Bom, sei que posso ter provocado e incomodado muita gente com este tópico. Mas espero que eu consiga ter me feito compreender na precisão daquilo que estou criticando. Não pretendo alimentar preconceitos. Justamente, pelo contrário, estou dizendo que há muitos conceitos de arte que não passam de preconceitos, ou de uma visão romântica da arte, uma visão investida de fetiche, que parte de um olhar não artístico da arte, de um ponto de vista exterior. Toda vez que se limita arte ou se a trata com descuido ela está perdendo força.

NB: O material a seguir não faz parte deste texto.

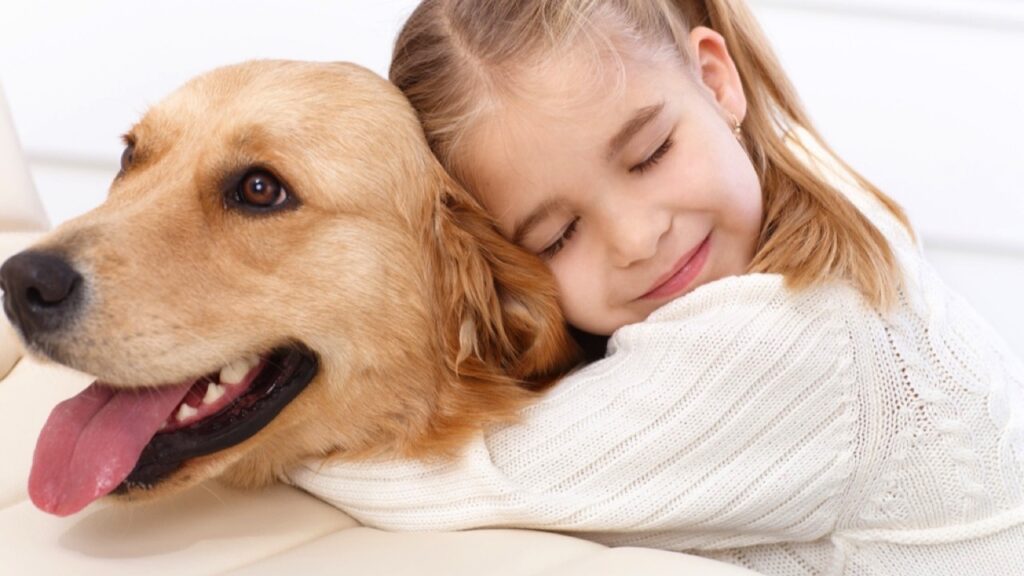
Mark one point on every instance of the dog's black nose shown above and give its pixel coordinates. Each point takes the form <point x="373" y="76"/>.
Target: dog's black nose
<point x="41" y="291"/>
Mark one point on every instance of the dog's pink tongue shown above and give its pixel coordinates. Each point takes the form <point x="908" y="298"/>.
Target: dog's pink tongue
<point x="91" y="443"/>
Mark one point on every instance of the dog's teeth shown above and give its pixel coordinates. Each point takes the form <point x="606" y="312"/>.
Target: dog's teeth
<point x="235" y="372"/>
<point x="185" y="412"/>
<point x="213" y="394"/>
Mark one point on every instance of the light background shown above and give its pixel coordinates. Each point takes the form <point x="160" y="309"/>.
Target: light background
<point x="923" y="96"/>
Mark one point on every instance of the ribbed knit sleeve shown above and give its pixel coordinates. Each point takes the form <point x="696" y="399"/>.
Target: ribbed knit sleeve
<point x="725" y="419"/>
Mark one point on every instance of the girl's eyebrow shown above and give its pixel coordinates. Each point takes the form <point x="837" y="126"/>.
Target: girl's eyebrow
<point x="640" y="119"/>
<point x="522" y="227"/>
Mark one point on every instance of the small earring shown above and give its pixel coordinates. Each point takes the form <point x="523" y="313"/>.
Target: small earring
<point x="737" y="126"/>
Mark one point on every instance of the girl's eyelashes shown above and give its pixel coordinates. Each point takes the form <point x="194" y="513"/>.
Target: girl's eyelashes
<point x="559" y="243"/>
<point x="651" y="160"/>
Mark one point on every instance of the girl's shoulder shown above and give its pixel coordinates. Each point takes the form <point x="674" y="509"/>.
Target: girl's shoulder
<point x="755" y="296"/>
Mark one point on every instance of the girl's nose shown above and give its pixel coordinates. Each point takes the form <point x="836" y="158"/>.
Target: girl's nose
<point x="632" y="236"/>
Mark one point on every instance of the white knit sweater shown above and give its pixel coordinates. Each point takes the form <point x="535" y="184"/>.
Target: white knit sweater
<point x="790" y="433"/>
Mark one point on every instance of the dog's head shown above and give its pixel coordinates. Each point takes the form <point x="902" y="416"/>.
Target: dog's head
<point x="281" y="271"/>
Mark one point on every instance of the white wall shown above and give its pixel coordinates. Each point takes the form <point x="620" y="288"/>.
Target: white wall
<point x="924" y="96"/>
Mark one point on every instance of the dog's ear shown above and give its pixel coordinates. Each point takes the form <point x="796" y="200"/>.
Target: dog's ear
<point x="500" y="300"/>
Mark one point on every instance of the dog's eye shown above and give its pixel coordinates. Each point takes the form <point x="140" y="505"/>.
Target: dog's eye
<point x="127" y="156"/>
<point x="260" y="190"/>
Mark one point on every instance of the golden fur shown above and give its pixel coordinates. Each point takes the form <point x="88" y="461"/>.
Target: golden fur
<point x="427" y="324"/>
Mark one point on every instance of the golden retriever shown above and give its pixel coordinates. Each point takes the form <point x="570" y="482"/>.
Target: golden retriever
<point x="281" y="270"/>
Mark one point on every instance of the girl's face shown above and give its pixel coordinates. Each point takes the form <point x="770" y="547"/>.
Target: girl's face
<point x="635" y="192"/>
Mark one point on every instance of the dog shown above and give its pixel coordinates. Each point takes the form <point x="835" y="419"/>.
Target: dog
<point x="282" y="271"/>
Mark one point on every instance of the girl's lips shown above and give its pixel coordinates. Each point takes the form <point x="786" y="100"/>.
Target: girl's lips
<point x="682" y="274"/>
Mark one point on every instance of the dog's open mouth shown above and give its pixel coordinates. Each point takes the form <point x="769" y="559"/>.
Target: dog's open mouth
<point x="107" y="439"/>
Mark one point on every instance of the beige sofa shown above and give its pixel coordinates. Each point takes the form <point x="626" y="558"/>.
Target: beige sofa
<point x="217" y="530"/>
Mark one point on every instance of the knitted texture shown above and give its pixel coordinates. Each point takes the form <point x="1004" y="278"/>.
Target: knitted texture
<point x="791" y="433"/>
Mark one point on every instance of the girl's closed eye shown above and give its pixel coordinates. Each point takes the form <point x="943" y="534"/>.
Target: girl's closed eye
<point x="655" y="156"/>
<point x="559" y="243"/>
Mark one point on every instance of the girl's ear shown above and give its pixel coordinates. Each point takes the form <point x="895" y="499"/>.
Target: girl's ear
<point x="500" y="300"/>
<point x="717" y="72"/>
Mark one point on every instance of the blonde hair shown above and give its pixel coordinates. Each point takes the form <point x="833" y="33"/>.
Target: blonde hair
<point x="453" y="56"/>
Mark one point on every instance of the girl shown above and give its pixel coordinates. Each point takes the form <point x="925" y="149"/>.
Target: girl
<point x="787" y="385"/>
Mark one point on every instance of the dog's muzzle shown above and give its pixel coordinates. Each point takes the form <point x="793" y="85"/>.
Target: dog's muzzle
<point x="42" y="292"/>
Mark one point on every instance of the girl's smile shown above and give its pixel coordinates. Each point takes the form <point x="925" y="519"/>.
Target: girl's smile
<point x="682" y="275"/>
<point x="625" y="176"/>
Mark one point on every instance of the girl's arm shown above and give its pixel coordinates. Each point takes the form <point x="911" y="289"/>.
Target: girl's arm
<point x="725" y="419"/>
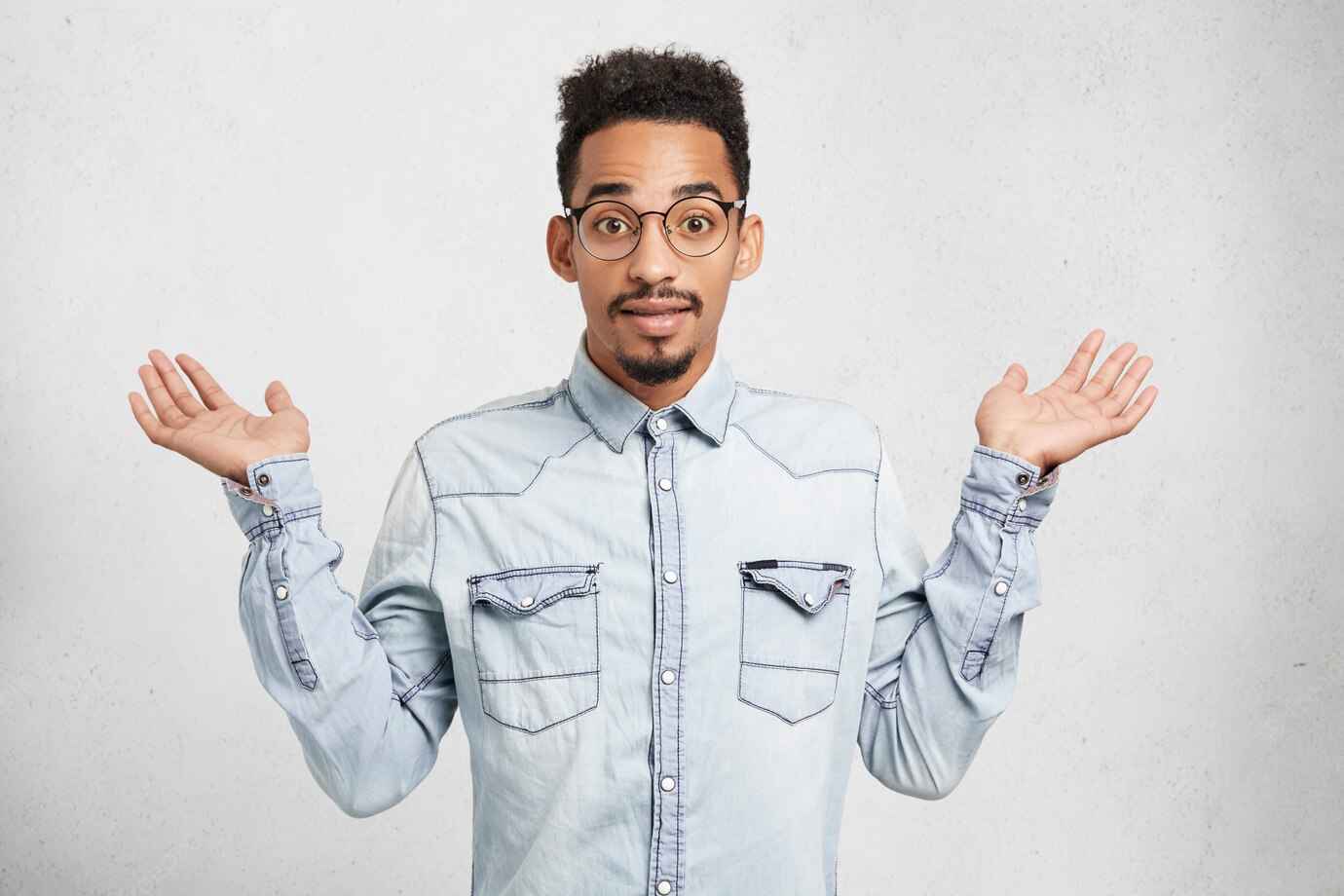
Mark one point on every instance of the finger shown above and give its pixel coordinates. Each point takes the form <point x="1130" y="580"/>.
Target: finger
<point x="277" y="397"/>
<point x="1075" y="374"/>
<point x="1129" y="420"/>
<point x="1015" y="378"/>
<point x="158" y="432"/>
<point x="211" y="393"/>
<point x="181" y="395"/>
<point x="1107" y="372"/>
<point x="1118" y="396"/>
<point x="165" y="406"/>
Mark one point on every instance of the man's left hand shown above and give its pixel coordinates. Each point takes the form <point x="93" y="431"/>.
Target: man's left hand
<point x="1071" y="414"/>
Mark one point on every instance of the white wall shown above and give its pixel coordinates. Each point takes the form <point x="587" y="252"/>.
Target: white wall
<point x="279" y="190"/>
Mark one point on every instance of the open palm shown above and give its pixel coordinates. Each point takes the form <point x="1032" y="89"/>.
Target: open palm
<point x="214" y="431"/>
<point x="1071" y="414"/>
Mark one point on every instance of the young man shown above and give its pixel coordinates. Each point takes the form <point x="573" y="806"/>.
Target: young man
<point x="665" y="604"/>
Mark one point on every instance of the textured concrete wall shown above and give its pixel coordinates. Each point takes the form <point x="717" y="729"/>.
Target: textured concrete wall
<point x="293" y="191"/>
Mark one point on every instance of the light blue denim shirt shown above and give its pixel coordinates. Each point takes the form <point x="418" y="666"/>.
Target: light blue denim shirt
<point x="664" y="630"/>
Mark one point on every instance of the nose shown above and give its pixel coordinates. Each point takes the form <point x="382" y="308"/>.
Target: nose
<point x="653" y="258"/>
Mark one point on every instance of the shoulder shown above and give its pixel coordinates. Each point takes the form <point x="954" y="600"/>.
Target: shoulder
<point x="501" y="446"/>
<point x="806" y="434"/>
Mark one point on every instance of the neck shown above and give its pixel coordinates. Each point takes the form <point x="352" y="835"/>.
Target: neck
<point x="654" y="396"/>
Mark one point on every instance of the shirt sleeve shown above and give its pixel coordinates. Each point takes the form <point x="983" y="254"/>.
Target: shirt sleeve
<point x="944" y="654"/>
<point x="367" y="684"/>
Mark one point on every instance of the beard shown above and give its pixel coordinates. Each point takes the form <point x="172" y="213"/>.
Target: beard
<point x="658" y="367"/>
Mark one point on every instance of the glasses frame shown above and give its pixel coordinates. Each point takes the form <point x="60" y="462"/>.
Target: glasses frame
<point x="577" y="214"/>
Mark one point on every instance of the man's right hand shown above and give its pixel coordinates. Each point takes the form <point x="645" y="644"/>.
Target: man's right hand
<point x="215" y="432"/>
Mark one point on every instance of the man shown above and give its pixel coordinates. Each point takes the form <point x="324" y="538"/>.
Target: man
<point x="667" y="604"/>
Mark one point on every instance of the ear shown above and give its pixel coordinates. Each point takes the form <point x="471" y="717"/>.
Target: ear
<point x="750" y="244"/>
<point x="559" y="248"/>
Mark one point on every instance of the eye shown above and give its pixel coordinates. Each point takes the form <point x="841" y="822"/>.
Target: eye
<point x="696" y="225"/>
<point x="611" y="226"/>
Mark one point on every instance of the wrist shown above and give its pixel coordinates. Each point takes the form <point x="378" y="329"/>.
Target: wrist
<point x="1019" y="452"/>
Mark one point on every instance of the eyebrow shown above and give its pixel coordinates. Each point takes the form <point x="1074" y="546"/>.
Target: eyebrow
<point x="621" y="188"/>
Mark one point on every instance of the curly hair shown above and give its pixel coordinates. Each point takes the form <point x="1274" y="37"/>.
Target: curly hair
<point x="651" y="85"/>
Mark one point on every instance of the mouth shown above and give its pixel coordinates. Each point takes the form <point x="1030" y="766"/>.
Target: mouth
<point x="656" y="321"/>
<point x="656" y="315"/>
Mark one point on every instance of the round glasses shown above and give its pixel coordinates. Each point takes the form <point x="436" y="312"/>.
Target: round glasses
<point x="695" y="226"/>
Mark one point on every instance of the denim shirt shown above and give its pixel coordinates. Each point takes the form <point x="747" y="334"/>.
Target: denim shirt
<point x="664" y="631"/>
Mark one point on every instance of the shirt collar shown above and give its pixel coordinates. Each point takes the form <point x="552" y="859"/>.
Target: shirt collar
<point x="613" y="413"/>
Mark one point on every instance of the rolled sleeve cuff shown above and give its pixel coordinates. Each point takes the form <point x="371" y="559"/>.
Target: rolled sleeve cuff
<point x="279" y="491"/>
<point x="1007" y="489"/>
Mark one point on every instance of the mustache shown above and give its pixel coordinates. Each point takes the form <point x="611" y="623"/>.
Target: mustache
<point x="664" y="290"/>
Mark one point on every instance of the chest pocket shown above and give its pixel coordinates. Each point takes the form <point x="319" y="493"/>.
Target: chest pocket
<point x="535" y="637"/>
<point x="793" y="626"/>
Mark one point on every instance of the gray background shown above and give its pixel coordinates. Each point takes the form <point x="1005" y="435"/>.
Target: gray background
<point x="355" y="203"/>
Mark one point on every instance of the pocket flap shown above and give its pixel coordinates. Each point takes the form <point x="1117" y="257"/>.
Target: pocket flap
<point x="806" y="583"/>
<point x="527" y="590"/>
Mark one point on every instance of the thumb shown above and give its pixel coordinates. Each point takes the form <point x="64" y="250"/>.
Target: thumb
<point x="277" y="397"/>
<point x="1015" y="378"/>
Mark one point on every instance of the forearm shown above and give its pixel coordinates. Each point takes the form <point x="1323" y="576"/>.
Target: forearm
<point x="945" y="654"/>
<point x="321" y="659"/>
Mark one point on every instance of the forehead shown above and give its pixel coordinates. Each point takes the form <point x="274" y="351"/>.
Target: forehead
<point x="653" y="159"/>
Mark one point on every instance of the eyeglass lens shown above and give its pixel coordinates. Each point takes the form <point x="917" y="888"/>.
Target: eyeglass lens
<point x="696" y="226"/>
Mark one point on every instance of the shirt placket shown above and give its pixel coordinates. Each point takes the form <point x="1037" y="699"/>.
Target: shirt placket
<point x="667" y="863"/>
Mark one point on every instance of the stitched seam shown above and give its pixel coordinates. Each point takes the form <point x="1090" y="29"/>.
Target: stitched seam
<point x="952" y="552"/>
<point x="548" y="459"/>
<point x="591" y="422"/>
<point x="895" y="693"/>
<point x="999" y="516"/>
<point x="802" y="475"/>
<point x="543" y="402"/>
<point x="424" y="683"/>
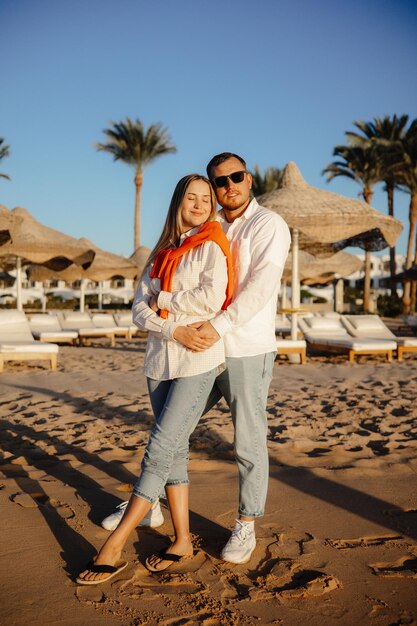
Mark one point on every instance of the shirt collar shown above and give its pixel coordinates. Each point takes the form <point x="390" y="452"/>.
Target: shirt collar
<point x="190" y="232"/>
<point x="252" y="206"/>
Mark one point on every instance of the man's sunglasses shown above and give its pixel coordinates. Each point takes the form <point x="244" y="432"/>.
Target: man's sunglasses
<point x="235" y="177"/>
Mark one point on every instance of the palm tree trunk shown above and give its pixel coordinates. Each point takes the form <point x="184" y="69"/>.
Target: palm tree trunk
<point x="367" y="282"/>
<point x="392" y="266"/>
<point x="138" y="184"/>
<point x="367" y="195"/>
<point x="409" y="257"/>
<point x="414" y="283"/>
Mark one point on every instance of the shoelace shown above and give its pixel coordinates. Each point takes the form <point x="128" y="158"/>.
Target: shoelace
<point x="242" y="533"/>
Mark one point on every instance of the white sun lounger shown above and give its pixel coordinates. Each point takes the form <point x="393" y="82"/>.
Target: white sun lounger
<point x="46" y="327"/>
<point x="329" y="334"/>
<point x="18" y="344"/>
<point x="292" y="346"/>
<point x="83" y="324"/>
<point x="372" y="327"/>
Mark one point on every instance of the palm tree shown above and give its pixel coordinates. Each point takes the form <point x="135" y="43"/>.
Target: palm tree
<point x="130" y="142"/>
<point x="386" y="135"/>
<point x="264" y="183"/>
<point x="406" y="170"/>
<point x="362" y="165"/>
<point x="4" y="151"/>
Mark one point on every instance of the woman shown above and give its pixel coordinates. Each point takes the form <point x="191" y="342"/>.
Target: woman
<point x="188" y="278"/>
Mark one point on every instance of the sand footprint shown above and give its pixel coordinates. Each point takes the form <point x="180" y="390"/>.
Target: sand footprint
<point x="362" y="542"/>
<point x="309" y="584"/>
<point x="89" y="595"/>
<point x="405" y="567"/>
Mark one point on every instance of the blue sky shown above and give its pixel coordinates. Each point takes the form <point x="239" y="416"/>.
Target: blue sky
<point x="275" y="80"/>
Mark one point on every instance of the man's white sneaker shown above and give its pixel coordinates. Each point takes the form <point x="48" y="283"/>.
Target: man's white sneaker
<point x="241" y="544"/>
<point x="153" y="519"/>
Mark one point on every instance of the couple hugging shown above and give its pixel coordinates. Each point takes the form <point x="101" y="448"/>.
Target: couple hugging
<point x="207" y="298"/>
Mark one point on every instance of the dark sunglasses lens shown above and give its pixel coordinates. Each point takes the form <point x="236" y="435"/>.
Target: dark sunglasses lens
<point x="220" y="181"/>
<point x="237" y="177"/>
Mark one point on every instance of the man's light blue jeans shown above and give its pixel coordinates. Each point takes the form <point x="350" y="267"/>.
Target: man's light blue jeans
<point x="244" y="385"/>
<point x="177" y="405"/>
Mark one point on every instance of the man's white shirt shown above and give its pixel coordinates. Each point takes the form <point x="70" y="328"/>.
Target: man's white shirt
<point x="260" y="240"/>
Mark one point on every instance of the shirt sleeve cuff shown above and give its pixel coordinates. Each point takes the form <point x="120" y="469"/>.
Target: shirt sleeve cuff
<point x="168" y="329"/>
<point x="164" y="300"/>
<point x="221" y="324"/>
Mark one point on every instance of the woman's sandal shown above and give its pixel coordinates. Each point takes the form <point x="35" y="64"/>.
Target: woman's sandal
<point x="164" y="555"/>
<point x="102" y="569"/>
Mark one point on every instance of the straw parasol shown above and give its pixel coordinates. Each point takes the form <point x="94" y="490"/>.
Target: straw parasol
<point x="311" y="268"/>
<point x="24" y="240"/>
<point x="105" y="266"/>
<point x="34" y="242"/>
<point x="323" y="220"/>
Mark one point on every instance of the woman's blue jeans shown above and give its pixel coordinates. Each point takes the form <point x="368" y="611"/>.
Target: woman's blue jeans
<point x="177" y="405"/>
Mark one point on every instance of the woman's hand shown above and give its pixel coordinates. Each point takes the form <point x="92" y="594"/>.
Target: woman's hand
<point x="190" y="338"/>
<point x="153" y="303"/>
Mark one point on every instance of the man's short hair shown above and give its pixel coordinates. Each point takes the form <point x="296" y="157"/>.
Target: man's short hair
<point x="221" y="158"/>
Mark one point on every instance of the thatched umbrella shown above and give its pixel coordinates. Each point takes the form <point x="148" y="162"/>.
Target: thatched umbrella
<point x="105" y="266"/>
<point x="311" y="268"/>
<point x="321" y="220"/>
<point x="25" y="240"/>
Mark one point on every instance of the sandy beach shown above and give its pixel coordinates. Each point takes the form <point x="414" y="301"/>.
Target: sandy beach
<point x="338" y="543"/>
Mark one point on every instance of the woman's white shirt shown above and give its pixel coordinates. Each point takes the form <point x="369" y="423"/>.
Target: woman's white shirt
<point x="198" y="292"/>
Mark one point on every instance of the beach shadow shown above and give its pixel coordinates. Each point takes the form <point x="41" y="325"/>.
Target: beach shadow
<point x="349" y="499"/>
<point x="346" y="498"/>
<point x="75" y="549"/>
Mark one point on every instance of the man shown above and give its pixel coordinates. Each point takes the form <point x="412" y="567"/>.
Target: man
<point x="260" y="241"/>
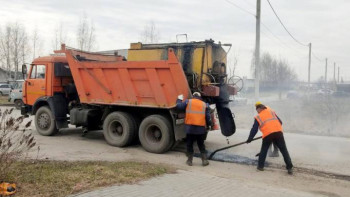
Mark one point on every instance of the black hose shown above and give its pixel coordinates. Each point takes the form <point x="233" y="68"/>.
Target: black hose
<point x="227" y="147"/>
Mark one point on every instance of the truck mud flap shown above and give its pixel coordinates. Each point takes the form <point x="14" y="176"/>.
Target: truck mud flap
<point x="227" y="123"/>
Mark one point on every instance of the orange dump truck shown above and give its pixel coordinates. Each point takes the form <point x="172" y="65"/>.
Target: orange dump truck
<point x="129" y="99"/>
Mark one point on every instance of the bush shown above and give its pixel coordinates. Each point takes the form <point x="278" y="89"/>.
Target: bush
<point x="15" y="140"/>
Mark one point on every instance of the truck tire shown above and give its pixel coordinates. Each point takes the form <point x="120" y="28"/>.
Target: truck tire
<point x="45" y="122"/>
<point x="18" y="104"/>
<point x="119" y="129"/>
<point x="156" y="134"/>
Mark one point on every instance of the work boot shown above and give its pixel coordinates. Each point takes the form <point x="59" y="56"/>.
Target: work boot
<point x="189" y="159"/>
<point x="205" y="161"/>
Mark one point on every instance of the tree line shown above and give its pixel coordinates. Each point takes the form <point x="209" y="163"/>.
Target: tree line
<point x="17" y="46"/>
<point x="274" y="73"/>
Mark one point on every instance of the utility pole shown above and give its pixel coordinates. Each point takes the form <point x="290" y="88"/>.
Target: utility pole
<point x="325" y="74"/>
<point x="334" y="74"/>
<point x="257" y="49"/>
<point x="308" y="78"/>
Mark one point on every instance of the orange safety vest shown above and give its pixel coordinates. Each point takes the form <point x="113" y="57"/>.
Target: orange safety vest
<point x="268" y="122"/>
<point x="195" y="112"/>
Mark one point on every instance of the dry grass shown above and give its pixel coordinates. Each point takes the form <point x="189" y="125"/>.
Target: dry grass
<point x="56" y="178"/>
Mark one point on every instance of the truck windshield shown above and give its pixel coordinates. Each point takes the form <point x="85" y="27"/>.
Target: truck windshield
<point x="62" y="70"/>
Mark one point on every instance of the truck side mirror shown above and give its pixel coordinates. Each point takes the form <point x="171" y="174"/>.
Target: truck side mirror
<point x="24" y="70"/>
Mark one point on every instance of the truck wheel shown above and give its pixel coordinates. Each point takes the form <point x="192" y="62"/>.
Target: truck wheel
<point x="119" y="129"/>
<point x="18" y="104"/>
<point x="45" y="122"/>
<point x="156" y="134"/>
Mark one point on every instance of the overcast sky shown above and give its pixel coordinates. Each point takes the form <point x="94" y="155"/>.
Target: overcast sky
<point x="324" y="23"/>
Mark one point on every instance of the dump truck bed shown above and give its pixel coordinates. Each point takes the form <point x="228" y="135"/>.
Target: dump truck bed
<point x="130" y="83"/>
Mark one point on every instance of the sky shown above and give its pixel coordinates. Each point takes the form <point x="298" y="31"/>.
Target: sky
<point x="323" y="23"/>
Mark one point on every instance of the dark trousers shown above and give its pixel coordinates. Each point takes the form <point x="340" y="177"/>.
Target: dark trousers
<point x="190" y="138"/>
<point x="278" y="139"/>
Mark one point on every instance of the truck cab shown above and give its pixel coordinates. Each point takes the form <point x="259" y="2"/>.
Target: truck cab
<point x="44" y="87"/>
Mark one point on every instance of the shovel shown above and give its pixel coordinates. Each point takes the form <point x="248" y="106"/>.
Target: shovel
<point x="227" y="147"/>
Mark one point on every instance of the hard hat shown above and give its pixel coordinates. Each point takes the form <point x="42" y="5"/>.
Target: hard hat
<point x="197" y="94"/>
<point x="258" y="103"/>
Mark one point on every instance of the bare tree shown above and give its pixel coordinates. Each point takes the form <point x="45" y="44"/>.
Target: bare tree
<point x="150" y="33"/>
<point x="5" y="48"/>
<point x="86" y="34"/>
<point x="232" y="65"/>
<point x="275" y="73"/>
<point x="19" y="42"/>
<point x="60" y="36"/>
<point x="36" y="43"/>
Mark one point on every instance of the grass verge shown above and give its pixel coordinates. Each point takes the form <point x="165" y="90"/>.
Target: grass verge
<point x="59" y="178"/>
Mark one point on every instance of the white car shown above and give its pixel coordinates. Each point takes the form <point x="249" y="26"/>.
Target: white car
<point x="5" y="89"/>
<point x="15" y="95"/>
<point x="238" y="100"/>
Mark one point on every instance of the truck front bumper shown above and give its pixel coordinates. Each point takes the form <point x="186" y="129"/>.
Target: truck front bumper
<point x="25" y="109"/>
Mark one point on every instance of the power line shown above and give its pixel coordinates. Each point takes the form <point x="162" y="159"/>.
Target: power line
<point x="237" y="6"/>
<point x="285" y="26"/>
<point x="319" y="59"/>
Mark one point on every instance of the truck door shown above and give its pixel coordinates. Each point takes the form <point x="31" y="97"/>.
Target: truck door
<point x="36" y="83"/>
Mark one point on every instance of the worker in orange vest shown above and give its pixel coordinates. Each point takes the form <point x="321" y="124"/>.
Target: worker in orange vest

Rigor não quer dizer academicismo ou determinismo, assim como liberdade não implica em falta de zelo com a arte. Gosto muito de uma noção de arte que aprendi com a Ângela, que aprendeu com um professor de teatro da Unicamp: arte é cultivo. A arte é uma forma de cultivar, como se cultiva uma planta, uma relação, um encontro. Não temos como definir duramente o que É arte, mas nem por isso arte é qualquer coisa. Dedicar-se com seriedade a uma arte não é criar uma relação rabugenta com a arte, nem tornar-se profissional, mas, antes de tudo, cuidar de nossas porções de caos, de intensidade, de nossa sensibilidade incomum, de nossa heterogeneidade. Cultivar uma arte é aprender também a alimentar-se das forças que se encontram imanentes a nós, ao alcance de nossa criatividade. Por isso sou muito a favor da arte amadora. A arte me parece uma grande forma de fortalecer-se, encontrar nossa potência: uma alternativa ética e política à opção que vejo ser muito comum atualmente, qual seja, a de suprir a desnutrição afetiva apenas consumindo, seja a produção alheia, seja, muito pior, indo ao shopping torrar dinheiro e encher a casa de quiquilharias.



Para encerrar, gostaria de deixar uma frase que me veio hoje, meio que como epifania: a arte torna o impossível realmente, ela torna o realmente impossível.




Faça-se a interpretação que a nobreza de cada um possibilitar.